Sometimes You Do Not Need Handler at All

Many older code samples used Handler as a generic async tool even when a better abstraction existed. If you are doing background work, prefer APIs that express background execution directly:

  • 'Executor or ExecutorService for Java concurrency'
  • Kotlin coroutines for modern Kotlin apps
  • 'WorkManager for guaranteed deferrable background work'

For example, this is often clearer than a background HandlerThread for one-off tasks:

java
1import java.util.concurrent.ExecutorService;
2import java.util.concurrent.Executors;
3
4ExecutorService executor = Executors.newSingleThreadExecutor();
5executor.execute(() -> {
6    System.out.println("Background work");
7});

When Handler Is Still the Right Tool

Handler still makes sense when you are interacting with an existing Looper and message queue. Typical examples include:

  • posting back to the main thread
  • interoperating with APIs that already use Message objects
  • working on a dedicated looper thread

If you truly need a handler on a non-main looper, create or obtain that looper explicitly.

java
1import android.os.Handler;
2import android.os.HandlerThread;
3
4HandlerThread thread = new HandlerThread("worker");
5thread.start();
6
7Handler workerHandler = new Handler(thread.getLooper());
8workerHandler.post(() -> {
9    System.out.println("Running on HandlerThread");
10});

This is much clearer than relying on implicit construction.

View and Activity Helpers Can Be Simpler

If the job is tied to a UI element, helper APIs may be better than managing a raw handler yourself.

java
button.post(() -> button.setText("Updated"));

Or in an Activity:

java
runOnUiThread(() -> {
    // update UI
});

These helpers communicate intent directly and avoid manual looper plumbing.

Async Handlers

If you need a handler whose messages are not blocked by synchronization barriers such as display vsync, Android also offers async handler creation.

java
Handler asyncHandler = Handler.createAsync(Looper.getMainLooper());

That is a specialized tool, not a general replacement for every handler use case, but it is worth knowing when UI scheduling behavior matters.

Common Pitfalls

The biggest pitfall is thinking Handler has been deprecated entirely. It has not. The problem is the implicit constructor style, not the entire class.

Another issue is replacing every Handler with an executor without checking whether the code actually needs a looper-backed message queue.
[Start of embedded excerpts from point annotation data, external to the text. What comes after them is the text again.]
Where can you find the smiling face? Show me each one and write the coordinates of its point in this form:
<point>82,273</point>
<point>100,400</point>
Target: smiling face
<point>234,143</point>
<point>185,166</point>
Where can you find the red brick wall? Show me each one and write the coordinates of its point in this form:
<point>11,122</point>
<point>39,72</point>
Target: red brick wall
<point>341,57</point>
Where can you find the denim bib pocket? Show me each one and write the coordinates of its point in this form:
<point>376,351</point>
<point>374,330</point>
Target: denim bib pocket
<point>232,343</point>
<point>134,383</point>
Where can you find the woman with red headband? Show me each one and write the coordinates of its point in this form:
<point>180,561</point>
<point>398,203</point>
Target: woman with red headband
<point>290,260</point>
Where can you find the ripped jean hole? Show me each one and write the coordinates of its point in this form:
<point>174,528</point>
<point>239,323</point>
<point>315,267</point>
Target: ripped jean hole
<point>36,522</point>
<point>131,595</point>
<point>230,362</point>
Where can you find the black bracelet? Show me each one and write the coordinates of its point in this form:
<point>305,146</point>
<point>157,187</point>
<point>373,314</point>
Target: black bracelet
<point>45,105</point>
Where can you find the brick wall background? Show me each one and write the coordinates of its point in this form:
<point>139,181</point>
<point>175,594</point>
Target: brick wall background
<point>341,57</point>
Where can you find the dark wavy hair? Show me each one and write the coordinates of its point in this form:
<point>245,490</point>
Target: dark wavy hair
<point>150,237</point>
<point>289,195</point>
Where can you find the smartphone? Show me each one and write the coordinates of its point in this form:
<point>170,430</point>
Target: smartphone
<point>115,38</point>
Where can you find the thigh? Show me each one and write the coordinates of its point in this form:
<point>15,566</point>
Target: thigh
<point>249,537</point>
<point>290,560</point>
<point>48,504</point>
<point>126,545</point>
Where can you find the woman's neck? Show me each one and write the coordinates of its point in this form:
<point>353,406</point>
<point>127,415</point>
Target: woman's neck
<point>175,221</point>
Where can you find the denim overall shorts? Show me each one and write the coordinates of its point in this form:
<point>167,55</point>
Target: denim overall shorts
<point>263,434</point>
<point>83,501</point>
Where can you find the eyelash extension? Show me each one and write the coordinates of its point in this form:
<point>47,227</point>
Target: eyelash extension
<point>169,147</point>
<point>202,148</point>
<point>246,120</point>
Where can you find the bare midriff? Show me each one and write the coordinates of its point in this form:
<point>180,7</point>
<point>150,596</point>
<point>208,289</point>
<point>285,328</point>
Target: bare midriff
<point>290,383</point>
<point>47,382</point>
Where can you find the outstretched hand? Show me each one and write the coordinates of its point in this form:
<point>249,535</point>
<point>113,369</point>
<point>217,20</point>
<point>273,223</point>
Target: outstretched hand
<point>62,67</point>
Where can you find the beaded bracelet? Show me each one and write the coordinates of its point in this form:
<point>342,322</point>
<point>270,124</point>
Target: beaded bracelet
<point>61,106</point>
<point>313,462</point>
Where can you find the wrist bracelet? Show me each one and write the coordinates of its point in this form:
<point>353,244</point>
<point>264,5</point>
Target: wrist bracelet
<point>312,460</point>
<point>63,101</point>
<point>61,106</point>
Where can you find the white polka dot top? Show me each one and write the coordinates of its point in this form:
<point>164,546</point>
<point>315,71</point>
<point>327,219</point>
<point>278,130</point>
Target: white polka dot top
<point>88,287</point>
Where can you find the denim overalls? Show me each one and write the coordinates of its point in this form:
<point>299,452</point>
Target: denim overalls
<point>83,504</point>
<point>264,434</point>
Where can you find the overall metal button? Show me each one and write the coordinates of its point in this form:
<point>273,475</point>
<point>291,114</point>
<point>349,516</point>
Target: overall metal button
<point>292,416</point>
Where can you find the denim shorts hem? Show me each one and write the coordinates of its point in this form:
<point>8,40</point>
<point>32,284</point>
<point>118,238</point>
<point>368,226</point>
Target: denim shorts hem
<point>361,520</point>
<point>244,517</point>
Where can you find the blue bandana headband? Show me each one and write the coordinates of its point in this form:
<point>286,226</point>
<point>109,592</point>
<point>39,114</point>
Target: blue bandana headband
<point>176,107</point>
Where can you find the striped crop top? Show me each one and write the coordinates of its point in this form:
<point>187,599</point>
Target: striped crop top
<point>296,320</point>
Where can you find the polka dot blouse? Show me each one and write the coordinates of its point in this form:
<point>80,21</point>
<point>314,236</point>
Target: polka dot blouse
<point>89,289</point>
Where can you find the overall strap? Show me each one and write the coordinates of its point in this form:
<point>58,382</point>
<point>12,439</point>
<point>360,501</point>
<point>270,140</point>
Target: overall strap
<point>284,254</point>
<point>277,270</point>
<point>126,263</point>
Executors run tasks, but they are not message-loop primitives.

Developers also keep using new Handler() in utility code that may run on threads without loopers. That is exactly the kind of fragile behavior the deprecation was meant to surface.
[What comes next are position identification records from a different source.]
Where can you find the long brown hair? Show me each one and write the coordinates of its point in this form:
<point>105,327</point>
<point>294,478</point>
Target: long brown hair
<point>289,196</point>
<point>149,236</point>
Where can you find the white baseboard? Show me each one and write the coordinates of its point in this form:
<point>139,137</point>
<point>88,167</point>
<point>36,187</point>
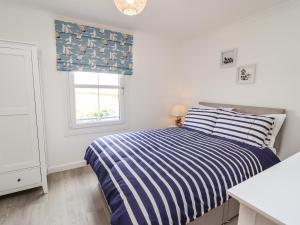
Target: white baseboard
<point>67,166</point>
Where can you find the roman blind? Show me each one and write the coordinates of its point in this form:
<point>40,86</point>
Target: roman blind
<point>89,49</point>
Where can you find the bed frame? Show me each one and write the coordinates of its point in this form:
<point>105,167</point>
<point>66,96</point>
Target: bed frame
<point>228,212</point>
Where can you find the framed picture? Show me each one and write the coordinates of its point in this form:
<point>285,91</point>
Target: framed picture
<point>228,58</point>
<point>246,74</point>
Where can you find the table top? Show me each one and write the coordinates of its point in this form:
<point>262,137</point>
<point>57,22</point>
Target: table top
<point>274,193</point>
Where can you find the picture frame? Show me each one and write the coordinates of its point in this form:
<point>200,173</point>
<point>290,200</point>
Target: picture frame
<point>229,58</point>
<point>246,74</point>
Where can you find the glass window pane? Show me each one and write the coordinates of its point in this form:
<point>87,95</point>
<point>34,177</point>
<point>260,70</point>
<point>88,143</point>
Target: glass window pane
<point>108,79</point>
<point>109,103</point>
<point>86,78</point>
<point>86,103</point>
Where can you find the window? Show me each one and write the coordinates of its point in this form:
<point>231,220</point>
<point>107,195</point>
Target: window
<point>95,99</point>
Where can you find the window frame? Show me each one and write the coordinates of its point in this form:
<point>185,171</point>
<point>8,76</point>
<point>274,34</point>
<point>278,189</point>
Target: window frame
<point>72,104</point>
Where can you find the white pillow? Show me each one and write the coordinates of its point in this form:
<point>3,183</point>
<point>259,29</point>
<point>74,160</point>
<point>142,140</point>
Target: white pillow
<point>209,107</point>
<point>279,120</point>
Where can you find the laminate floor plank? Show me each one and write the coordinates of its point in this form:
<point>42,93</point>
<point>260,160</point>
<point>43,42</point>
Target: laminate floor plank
<point>73,199</point>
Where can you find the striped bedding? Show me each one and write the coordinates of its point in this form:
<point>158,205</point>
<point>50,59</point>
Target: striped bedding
<point>171,176</point>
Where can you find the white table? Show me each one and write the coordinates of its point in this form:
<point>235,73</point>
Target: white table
<point>271,197</point>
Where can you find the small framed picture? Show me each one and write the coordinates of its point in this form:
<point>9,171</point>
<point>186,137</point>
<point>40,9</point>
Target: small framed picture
<point>246,74</point>
<point>228,58</point>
Finally, do not use Handler as a blanket answer for long-running or guaranteed background work. For that, WorkManager or other lifecycle-aware tools are often more appropriate.

Summary

  • 'Handler is still valid; only the implicit constructors such as new Handler() are deprecated.'
  • Use new Handler(Looper.getMainLooper()) when you need to post to the UI thread.
  • Use HandlerThread plus an explicit looper only when you truly need a looper-backed worker thread.
  • Prefer executors, coroutines, or WorkManager when the problem is general concurrency rather than message-loop scheduling.
  • Make the target thread explicit so the code is predictable and easier to maintain.